A cosa serve il principio di rotazione
Il nuovo Codice dei contratti pubblici, lungi dall’introdurre un istituto completamente nuovo, ha riaffermato e valorizzato un canone da tempo immanente nell’ordinamento, la cui ratio è facilmente identificabile: il principio di rotazione è funzionale a evitare indebite “posizioni di favore” e inaccettabili “chiusure surrettizie” del mercato.
Il principio di rotazione costituisce il necessario contrappeso alla notevole discrezionalità riconosciuta all’amministrazione nel decidere gli operatori economici da invitare (Cons. Stato, V, 12 settembre 2019, n. 6160): esso ha infatti l’obiettivo di evitare la formazione di rendite di posizione e persegue l’effettiva concorrenza, poiché consente la turnazione tra i diversi operatori, consentendo all’amministrazione di cambiare per ottenere migliori prestazioni (Cons. Stato, VI, 4 giugno 2019, n. 3755).
In altri termini, il principio di rotazione trova fondamento nell’esigenza di evitare che il fornitore uscente, forte di una situazioni di vantaggio derivante soprattutto dalle informazioni acquisite durante il pregresso affidamento, possa agevolmente prevalere sugli altri operatori economici; il fornitore uscente, dunque, deve restare – come si è solito dire – “fermo un giro” al fine di evitare (ed è appunto questo lo scopo che si propone il principio di rotazione) la formazione di rendite di posizione a discapito della concorrenza.
La rotazione degli affidamenti nel Codice Contratti
Il principio di rotazione è attualmente disciplinato all’art. 49 del d.lgs. 36/2023, dedicato esclusivamente alla rotazione degli affidamenti, che ha recepito in buona parte quanto stabilito nelle Linee Guida Anac n. 4 e nella giurisprudenza formatasi in precedenza, pur introducento alcune novità.
Secondo l’art. 48, il rispetto del principio di rotazione si impone nei casi in cui la stazione appaltante intenda assegnare l’appalto mediante affidamento diretto ovvero mediante procedura negoziata nella quale la stessa operi discrezionalmente la scelta dei concorrenti da invitare. Principio, questo, che costituisce un riferimento normativo “inviolabile” del procedimento di affidamento dei contratti sotto soglia e non può essere disatteso, se non nei casi eccezionali ed entro i limiti indicati dall’art. 49, comma 4 del nuovo Codice (Anac – parere Funz Cons 50/2023).
Divieto di invito e affidamento all’operatore uscente
In linea generale, non è casuale la scelta del legislatore di imporre il rispetto del principio della rotazione già nella fase dell’invito degli operatori alla procedura; lo scopo, infatti, è quello di evitare che il gestore uscente, forte della conoscenza della strutturazione del servizio da espletare acquisita nella precedente gestione, possa agevolmente prevalere sugli altri operatori economici pur se anch’essi chiamati dalla stazione appaltante a presentare offerta e, così, posti in competizione tra loro (Cons. Stato, V, 12 giugno 2019, n. 3943; 5 marzo 2019, n. 1524; 13 dicembre 2017, n. 5854).

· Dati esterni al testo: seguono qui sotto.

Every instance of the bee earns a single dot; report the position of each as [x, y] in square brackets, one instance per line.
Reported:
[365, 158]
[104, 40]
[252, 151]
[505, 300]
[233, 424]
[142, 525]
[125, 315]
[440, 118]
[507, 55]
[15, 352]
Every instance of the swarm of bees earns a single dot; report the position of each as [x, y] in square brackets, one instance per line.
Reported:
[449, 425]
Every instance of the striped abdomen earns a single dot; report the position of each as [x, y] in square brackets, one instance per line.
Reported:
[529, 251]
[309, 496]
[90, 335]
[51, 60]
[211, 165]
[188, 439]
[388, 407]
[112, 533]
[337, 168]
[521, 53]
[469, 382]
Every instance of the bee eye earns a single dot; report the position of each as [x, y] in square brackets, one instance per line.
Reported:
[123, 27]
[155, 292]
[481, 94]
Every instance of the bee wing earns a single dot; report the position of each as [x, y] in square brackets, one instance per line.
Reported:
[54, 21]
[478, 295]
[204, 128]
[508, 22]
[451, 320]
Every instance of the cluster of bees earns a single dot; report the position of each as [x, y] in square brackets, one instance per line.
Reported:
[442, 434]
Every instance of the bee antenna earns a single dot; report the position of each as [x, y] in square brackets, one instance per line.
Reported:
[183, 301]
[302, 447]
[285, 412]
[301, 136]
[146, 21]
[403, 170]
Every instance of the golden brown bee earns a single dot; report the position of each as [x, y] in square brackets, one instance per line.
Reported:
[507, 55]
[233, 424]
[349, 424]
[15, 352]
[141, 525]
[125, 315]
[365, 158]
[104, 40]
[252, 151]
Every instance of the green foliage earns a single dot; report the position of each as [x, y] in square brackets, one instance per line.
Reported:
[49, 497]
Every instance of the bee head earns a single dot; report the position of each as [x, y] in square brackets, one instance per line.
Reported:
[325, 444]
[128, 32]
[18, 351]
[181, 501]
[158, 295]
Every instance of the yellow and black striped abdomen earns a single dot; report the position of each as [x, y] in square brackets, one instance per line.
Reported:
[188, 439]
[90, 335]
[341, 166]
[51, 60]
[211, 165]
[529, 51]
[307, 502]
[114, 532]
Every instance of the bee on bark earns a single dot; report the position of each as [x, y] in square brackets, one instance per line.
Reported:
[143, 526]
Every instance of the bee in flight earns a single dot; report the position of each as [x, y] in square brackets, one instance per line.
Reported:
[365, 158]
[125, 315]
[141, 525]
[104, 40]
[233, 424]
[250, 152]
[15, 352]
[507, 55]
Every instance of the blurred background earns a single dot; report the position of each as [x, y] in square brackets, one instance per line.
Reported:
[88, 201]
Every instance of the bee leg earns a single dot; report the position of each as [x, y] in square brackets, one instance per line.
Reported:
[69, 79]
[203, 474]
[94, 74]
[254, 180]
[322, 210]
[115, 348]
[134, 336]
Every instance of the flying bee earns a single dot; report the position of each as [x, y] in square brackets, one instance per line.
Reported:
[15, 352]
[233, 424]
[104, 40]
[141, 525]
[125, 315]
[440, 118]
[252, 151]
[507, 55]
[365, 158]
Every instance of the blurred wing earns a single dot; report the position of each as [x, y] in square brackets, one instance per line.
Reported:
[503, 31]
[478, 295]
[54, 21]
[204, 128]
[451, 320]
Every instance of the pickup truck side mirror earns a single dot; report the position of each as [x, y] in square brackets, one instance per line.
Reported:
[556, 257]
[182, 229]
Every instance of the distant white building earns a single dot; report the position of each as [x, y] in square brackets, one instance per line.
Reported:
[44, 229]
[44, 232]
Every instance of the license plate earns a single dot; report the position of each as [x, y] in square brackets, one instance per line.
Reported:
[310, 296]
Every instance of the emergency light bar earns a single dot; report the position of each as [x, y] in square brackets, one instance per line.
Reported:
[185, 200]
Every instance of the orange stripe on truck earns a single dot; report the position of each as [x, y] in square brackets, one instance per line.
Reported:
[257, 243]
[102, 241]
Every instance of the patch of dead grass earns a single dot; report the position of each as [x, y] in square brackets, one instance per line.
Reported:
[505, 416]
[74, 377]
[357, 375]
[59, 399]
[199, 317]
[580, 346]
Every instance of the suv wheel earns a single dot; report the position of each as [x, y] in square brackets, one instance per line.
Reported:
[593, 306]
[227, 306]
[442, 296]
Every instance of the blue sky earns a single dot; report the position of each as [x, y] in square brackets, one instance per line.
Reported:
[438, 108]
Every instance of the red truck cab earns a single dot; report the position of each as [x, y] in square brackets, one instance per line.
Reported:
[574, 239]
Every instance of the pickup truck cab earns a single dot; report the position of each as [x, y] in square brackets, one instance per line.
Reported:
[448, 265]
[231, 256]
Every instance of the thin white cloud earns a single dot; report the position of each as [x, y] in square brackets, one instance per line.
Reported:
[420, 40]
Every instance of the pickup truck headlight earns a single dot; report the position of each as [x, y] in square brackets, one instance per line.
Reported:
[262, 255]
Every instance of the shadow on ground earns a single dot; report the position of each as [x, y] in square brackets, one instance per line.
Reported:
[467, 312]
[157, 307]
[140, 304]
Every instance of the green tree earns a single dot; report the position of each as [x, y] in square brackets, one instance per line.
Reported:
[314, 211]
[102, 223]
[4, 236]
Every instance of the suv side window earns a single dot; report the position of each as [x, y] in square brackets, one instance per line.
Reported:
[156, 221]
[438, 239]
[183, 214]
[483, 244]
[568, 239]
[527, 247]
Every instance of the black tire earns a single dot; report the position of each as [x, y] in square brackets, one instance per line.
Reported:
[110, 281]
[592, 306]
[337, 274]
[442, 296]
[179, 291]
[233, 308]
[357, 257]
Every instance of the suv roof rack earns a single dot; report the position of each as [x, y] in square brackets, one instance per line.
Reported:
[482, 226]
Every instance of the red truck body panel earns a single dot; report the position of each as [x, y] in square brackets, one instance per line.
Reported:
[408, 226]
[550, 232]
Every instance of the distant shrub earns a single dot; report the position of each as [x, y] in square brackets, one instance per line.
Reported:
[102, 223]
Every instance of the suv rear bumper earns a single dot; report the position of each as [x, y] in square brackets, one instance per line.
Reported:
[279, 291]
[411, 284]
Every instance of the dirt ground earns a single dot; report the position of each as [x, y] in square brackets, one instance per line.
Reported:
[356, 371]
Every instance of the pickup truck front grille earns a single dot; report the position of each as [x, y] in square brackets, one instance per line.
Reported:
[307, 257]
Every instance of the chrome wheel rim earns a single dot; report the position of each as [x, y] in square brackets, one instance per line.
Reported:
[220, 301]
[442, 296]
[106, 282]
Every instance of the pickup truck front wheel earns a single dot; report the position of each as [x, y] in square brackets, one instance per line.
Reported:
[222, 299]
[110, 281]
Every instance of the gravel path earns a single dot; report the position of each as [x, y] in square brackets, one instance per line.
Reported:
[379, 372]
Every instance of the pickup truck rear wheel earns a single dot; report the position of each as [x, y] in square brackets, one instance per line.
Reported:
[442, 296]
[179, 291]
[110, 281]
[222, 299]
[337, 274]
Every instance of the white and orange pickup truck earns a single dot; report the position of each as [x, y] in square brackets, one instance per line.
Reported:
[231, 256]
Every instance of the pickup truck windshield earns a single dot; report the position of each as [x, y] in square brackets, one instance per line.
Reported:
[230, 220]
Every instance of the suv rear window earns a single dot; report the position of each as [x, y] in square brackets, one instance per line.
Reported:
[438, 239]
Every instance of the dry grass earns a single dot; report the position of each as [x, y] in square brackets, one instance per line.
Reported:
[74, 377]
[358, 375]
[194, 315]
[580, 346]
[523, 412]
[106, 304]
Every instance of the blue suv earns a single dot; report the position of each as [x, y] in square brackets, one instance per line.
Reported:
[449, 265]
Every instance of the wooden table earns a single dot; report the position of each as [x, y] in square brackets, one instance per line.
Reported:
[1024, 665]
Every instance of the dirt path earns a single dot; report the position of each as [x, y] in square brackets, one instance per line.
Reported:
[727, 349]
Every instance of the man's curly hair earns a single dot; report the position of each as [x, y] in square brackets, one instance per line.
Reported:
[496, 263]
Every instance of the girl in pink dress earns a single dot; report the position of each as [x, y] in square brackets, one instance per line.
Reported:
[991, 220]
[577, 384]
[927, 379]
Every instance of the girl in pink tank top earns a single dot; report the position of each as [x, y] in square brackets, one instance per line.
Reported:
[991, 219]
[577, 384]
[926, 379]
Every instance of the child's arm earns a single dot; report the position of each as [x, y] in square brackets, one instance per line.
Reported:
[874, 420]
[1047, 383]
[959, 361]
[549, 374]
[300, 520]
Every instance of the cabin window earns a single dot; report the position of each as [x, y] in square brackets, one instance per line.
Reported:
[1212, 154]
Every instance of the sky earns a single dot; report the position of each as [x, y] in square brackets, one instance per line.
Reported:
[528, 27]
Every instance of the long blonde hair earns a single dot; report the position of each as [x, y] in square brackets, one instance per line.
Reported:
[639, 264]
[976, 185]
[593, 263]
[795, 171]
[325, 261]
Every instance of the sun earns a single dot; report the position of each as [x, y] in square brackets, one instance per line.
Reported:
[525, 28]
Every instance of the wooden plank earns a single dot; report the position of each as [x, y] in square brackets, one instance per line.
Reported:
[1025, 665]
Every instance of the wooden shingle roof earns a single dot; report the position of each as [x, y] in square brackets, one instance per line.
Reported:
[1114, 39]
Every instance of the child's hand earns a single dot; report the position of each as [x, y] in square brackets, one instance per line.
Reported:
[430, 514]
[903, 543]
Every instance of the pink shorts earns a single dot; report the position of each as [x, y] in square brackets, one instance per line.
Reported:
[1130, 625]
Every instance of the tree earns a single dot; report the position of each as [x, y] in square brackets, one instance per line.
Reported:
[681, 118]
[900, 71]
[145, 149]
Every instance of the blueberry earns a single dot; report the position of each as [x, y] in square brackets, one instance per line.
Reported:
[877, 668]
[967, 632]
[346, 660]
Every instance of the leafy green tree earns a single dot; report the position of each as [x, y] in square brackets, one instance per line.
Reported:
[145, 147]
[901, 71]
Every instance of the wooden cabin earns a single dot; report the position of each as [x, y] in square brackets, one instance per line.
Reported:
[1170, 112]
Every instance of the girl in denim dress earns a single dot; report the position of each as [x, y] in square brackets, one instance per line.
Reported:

Giova a ogni buon conto precisare che non è più vietato il rinvito dell’operatore economico invitato e non affidatario nel precedente affidamento, ma soltanto il rinvito del contraente uscente, ossia del soggetto che ha conseguito la precedente aggiudicazione.
L’art. 49 del d.lgs. 36/2023, difatti, stabilisce che la rotazione si ha solo a carico del soggetto che abbia conseguito la precedente aggiudicazione, escludendo, invece, dal divieto (in quanto non espressamente previsto) coloro che erano stati soltanto invitati alla precedente procedura negoziata, senza conseguire poi l’aggiudicazione.
La ratio dell’omessa applicazione del principio ai meri “invitati” alla precedente procedura è ravvisata nel fatto che “… la contrazione del principio concorrenziale non risulta in alcun modo giustificata dalla necessità di contenere asimmetrie informative a carico del precedente aggiudicatario” (Cfr. Relazione al Nuovo Codice)..
Quando si applica il principio di rotazione
Il comma 2 dell’art. 49 vieta l’affidamento (diretto) o l’aggiudicazione al contraente uscente nei casi in cui due consecutivi affidamenti abbiano ad oggetto una commessa concernente lo stesso settore merceologico, la stessa categoria di opere o lo stesso settore dei servizi.
La norma non ripropone, il riferimento ai “tre anni solari” espressamente previsto nelle linee Guida ANAC n. 4, e non indica nemmeno alcun diverso arco temporale, dovendo il contraente uscente di fatto “saltare un turno” (due affidamenti consecutivi) prima di poter legittimamente conseguire un nuovo affidamento da parte della stessa stazione appaltante.
Quanto alle definizioni di “settore merceologico”, “categoria di opere” o “settore di servizi” (rimaste immutate rispetto alla previgente disciplina), può correttamente richiamarsi il criterio della prestazione principale o prevalente, che esclude l’applicazione del principio di rotazione soltanto qualora si ravvisi in concreto una “sostanziale alterità qualitativa” della prestazione oggetto di affidamento (Consiglio di Stato sez. V, sent. n. 8030/2020).
Dunque:
- indefettibile presupposto logico del principio di rotazione è l’omogeneità delle prestazioni richieste rispetto a quelle svolte dal soggetto nei cui confronti opera l’inibizione (Cons. Stato, V, 5 marzo 2019, n. 1524; Cons. Stato, n. 8030 del 2020)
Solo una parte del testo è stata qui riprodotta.